2023 - 2025 · Head of AVOD - AI & Backend Systems Lead · AI · Video Intelligence · AdTech · Deep Learning · OTT

Outcomes

  • Achieved 97% precision in real-time advertisement identification across live and VOD content
  • Deployed across 80+ live TV channels in production, enabling continuous ad monitoring, automated replacement, and contextual matching
  • Built CI/CD with continuous model retraining (GitLab + MLflow), automated rollbacks, and environment versioning
  • Designed an edge-optimised inference service (Python + FastAPI + Redis) achieving sub-second response latency across distributed OTT nodes
  • Automated retraining and calibration pipeline (PyTorch + MLflow), maintaining precision and recall consistency across dynamic video datasets
  • Operated observability across Grafana and Prometheus - latency, model drift, and campaign KPIs in real time
2023–2025 · Setplex · AI Video · AdTech

Context

In OTT and FAST channels, knowing where ads are in a video stream is foundational. Ad replacement, dynamic insertion, contextual targeting, and compliance reporting all depend on accurate segmentation between content and advertisement. Traditional approaches rely on metadata or reference fingerprints - they fail on long-tail content, live channels, and creative variations the system has never seen.

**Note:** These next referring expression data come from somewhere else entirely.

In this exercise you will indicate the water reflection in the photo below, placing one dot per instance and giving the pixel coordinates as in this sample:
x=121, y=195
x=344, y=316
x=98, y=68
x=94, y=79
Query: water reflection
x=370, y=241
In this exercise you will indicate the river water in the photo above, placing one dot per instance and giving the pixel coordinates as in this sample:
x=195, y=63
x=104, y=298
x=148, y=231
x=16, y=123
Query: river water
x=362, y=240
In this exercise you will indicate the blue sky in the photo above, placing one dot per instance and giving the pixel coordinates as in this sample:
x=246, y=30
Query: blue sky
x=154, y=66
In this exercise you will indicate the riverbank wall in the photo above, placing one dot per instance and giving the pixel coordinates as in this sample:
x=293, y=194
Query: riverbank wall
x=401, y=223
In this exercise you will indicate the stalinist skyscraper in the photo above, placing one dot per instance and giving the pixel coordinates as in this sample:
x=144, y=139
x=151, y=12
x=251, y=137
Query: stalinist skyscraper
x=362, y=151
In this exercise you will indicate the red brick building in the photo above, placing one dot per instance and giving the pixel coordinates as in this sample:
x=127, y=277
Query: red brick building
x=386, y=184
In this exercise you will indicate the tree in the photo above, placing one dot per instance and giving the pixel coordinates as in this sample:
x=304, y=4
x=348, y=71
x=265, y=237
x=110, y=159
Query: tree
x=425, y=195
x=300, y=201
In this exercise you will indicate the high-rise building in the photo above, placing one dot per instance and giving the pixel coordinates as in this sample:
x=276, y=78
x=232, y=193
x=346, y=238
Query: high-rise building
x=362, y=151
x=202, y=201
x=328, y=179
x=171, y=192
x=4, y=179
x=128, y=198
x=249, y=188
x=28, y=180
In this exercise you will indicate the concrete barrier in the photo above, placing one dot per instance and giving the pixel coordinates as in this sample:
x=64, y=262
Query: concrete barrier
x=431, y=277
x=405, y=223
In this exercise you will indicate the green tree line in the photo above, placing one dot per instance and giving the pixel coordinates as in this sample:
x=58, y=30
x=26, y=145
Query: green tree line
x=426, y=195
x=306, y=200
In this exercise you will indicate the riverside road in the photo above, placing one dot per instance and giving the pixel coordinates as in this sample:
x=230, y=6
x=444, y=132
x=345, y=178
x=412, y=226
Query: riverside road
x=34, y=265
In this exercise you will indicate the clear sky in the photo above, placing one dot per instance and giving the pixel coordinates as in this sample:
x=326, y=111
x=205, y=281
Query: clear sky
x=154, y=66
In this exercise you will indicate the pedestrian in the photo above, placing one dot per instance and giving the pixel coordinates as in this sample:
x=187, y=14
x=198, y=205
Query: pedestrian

We took a different approach at Setplex: detect ads from the signal itself, using deep learning over audio and visual features.

Technical approach

The detection model combines CNN-based visual feature extraction with LSTM-based temporal modelling to classify each frame (or short window) as content or advertisement. Audio features add a complementary signal - ad audio has distinct loudness, dynamics, and structural patterns versus long-form content.

Critically, the model is non-reference: it does not need a library of known creatives to detect that something is an ad. That makes it usable in scenarios where inventory changes constantly or where reference data isn’t available.

The production system runs as an edge-optimised inference service (Python + FastAPI + Redis) achieving sub-second latency across distributed OTT nodes. CI/CD pipelines (GitLab + MLflow) drive continuous retraining with automated rollback and environment versioning, and Grafana/Prometheus dashboards track latency, model drift, and campaign KPIs.

Production scale

Deployed across 80+ live channels, classifying advertisements in real time at 97% precision. Used by downstream services for:

  • Ad replacement - swap a default ad with a personalised or geo-targeted creative at playback time.
  • Contextual targeting - match ads to surrounding content based on detected scene/audio context.
  • Compliance and reporting - verify ad delivery and break structure across live and VOD inventory.

What this taught me

AI in AdTech is often presented as plug-and-play. The reality is harder: live streams, manifest quirks, edge cases in transcoding, and the gap between “model accuracy in a notebook” and “model accuracy in production at scale” make end-to-end delivery a different problem from model development. Bridging that gap - from research to deployable product, with retraining, observability, and rollback baked in - is where the real engineering work lives.